À semelhança de Vaughan Williams e Sharp, os compositores Zoltán Kodály (1882-1967)
e Béla Bartók (1881-1945) passaram algum tempo a recolher música folclórica, e ambos foram
fortemente influenciados pelas tradições musicais com que se depararam, não apenas na
Húngria mas também em outros sítios da Europa de Leste e nos Balcãs. Bartók publicou perto
de duas mil melodias populares, escreveu livros e artigos sobre música popular, fazendo
também arranjos ou composições baseadas em melodias. Mas sobretudo conseguiu criar um
estilo que combinou elementos populares com um estilo de música mais erudito. Para além
disto, foi pianista e professor de piano em Budapeste (1907-1934). De referir entre as suas obras
a ópera O Castelo do Barba-Azul (1911), o bailado O Mandarim Miraculoso (1918-19), a Suite
de Danças para orquestra (1923), o Mikrokosmos (1936), a Música para Cordas, Percussão e
Celesta (1936), as Sonatas para Dois Pianos e Percussão, o Concerto para Orquestra (1943).
Foi um compositor bastante original, que cultivou o cromatismo, o diatonismo, o pentatonismo,
a politonalidade, a modalidade, etc. De destacar ainda as suas sonoridades, a orquestração que
utiliza, o estilo percussivo do piano na Música para Cordas, Percussão e Celesta ou o
virtuosismo no tratamento da percussão em Sonatas para Dois Pianos e Percussão.
A revolução Bolchevique de 1917 significava que uma das estrelas mais brilhantes da
Rússia, Stravinsky (que vinha de uma família seminobre), viria a permanecer fora do país, mas
isto não significou que a música fosse negligenciada pelo novo governo soviético.

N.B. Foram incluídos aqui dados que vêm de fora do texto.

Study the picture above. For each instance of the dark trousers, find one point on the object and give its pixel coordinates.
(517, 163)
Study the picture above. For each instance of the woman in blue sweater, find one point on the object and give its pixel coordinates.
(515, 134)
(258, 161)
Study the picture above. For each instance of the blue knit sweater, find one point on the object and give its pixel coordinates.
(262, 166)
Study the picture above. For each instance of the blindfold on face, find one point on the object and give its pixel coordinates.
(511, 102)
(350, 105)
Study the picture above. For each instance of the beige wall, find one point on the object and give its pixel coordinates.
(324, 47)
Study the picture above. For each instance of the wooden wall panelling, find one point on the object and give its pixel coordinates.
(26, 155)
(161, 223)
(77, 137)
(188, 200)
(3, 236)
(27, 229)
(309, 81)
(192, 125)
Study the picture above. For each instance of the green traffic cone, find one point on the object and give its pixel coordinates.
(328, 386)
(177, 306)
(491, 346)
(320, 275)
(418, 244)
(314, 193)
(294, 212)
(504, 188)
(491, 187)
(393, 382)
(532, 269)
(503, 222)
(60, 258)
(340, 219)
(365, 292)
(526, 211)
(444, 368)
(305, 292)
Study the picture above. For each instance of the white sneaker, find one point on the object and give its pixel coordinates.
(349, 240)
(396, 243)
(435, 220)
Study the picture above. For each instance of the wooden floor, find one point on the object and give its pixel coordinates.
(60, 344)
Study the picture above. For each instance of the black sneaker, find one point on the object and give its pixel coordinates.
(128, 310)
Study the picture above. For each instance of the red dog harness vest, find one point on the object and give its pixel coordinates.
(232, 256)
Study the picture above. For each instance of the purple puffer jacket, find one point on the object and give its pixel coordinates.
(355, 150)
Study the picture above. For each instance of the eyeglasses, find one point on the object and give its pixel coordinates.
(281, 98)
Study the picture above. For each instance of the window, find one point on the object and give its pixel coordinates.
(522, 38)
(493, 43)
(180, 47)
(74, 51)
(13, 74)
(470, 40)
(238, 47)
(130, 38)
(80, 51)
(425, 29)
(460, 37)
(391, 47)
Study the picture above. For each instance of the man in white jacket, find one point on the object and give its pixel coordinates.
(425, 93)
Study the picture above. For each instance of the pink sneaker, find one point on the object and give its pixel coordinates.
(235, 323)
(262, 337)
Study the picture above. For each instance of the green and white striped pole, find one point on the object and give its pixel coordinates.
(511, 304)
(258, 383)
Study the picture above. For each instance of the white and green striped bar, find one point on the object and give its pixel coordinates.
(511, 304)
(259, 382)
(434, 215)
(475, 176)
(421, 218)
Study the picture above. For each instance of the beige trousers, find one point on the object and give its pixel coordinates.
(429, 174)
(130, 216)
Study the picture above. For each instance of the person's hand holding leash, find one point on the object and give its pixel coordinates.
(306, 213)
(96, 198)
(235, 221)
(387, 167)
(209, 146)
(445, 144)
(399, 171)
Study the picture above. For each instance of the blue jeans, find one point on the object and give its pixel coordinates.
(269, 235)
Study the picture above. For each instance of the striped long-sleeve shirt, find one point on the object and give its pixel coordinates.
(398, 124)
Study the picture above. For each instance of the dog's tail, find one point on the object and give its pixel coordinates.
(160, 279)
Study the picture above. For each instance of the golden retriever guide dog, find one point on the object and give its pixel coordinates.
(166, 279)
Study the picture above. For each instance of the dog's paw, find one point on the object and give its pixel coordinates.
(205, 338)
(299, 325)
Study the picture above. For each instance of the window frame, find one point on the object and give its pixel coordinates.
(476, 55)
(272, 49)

Na verdade,
São Petersburgo e Moscovo, em particular, tornaram-se epicentros de inovação artística e só
quando Estaline chegou ao poder, em 1927, é que estas atividades começaram a ser restringidas.
Foi durante o regime de Estaline que os dois maiores compositores da era da União Soviética,
Dmitri Shostakovich (1906-75) e Sergei Prokofiev (1891-1953) fizeram nome. Shostakovich
é hoje lembrado sobretudo pelo seu ciclo de 15 sinfonias, embora os seus quartetos para cordas
sejam amplamente interpretados e as suas óperas, tais como Nos (O Nariz, 1927-8) e Ledi
Makbet Mtsenskogo uyezda (Ladu Macbeth do Distrito de Mtsensk, 1930-2), comecem a
receber um maior reconhecimento. Durante a Guerra Fria, Shostakovich era visto por muitos
musicólogos no Ocidente como um símbolo da subversão artística contra o regime soviético, e
muito esforço foi investido no sentido de ler uma insatisfação subjacente na sua música, em
particular no sentido de identificar melodias aparentemente sardónicas ou uma pompa que se
julgasse irónica. É mais provável que a verdade de tudo isto seja uma complexa mistura de
emoção e intento, com certas obras a exibir ora um sentido de divertimento e de pura técnica
musical (como no 10º Concerto para Piano, 1933, com a parte de trombeta solo, ou a sua
orquestração de Tea for Two, 1927, de Vincent Youmans) ou, por causa da sua situação
histórica, uma tentativa genuína de falar ao povo soviético com uma voz patriótica (a 7ª
Sinfonia, 1941, Sinfonia de Leninegrado,que aborda programaticamente a heroica defesa de
Leninegrado contra os exércitos de Hitler, durante a II Guerra Mundial).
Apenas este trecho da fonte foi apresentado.